Alternatives internationales : Les libéraux, observant la baisse de la consommation de carburant en France, estiment qu’au fond il n’y a pas mieux que le marché pour faire bouger les comportements…
Alain Lipietz : Non, c’est la crise écologique qui est en train de faire bouger les comportements des individus. Mais toute crise se régule d’une certaine façon par la mort de ce qui l’a provoquée. Le « développement soutenable » vise justement à éviter la violence des crises régulatrices. Il faut tout à la fois réguler le social et l’environnemental. Le problème de la nature, c’est que, comme elle est gratuite, tout le monde se sert et les riches bien plus que les pauvres ! La mission de l’écologie politique, dans laquelle je m’inscris, est d’alerter et de proposer un usage de la nature « assurant les besoins d’abord des plus démunis, et des générations futures ». Depuis 1972 (conférence de Stockholm), elle annonçait que le modèle de développement fordiste était insoutenable. Mais son successeur, le libéral productivisme était pire encore : pas davantage soutenable et en plus anti-social.
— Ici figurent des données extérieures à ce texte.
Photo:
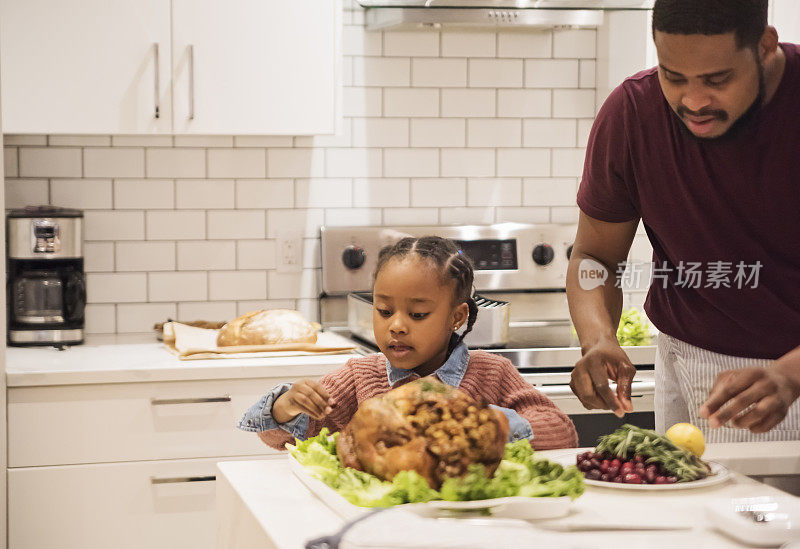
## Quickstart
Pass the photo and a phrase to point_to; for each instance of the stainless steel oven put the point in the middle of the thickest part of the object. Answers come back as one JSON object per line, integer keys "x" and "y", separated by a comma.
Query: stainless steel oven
{"x": 521, "y": 265}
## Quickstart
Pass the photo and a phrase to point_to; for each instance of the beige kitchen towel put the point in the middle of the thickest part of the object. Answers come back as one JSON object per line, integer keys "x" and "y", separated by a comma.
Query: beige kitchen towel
{"x": 190, "y": 343}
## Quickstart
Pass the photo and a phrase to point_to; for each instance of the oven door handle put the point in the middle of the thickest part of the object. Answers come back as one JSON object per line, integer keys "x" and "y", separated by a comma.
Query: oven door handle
{"x": 639, "y": 389}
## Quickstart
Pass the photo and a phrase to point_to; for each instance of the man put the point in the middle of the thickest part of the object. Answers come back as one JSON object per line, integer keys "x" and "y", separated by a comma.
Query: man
{"x": 705, "y": 150}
Notre rôle de prophète de malheur est terminé aujourd’hui. Le travail que nous avons à mener, dans les collectivités locales, à l’Europe (où les scrutins sont proportionnels et permettent de représenter les courants émergents), c’est de montrer ce que serait le « New Deal » du XXIe siècle. La révolution d’une redistribution égalitaire des gains de productivité selon des formes faisant reculer la crise écologique : croissance du temps libéré, économies d’énergie, reconversion vers une nourriture saine, etc.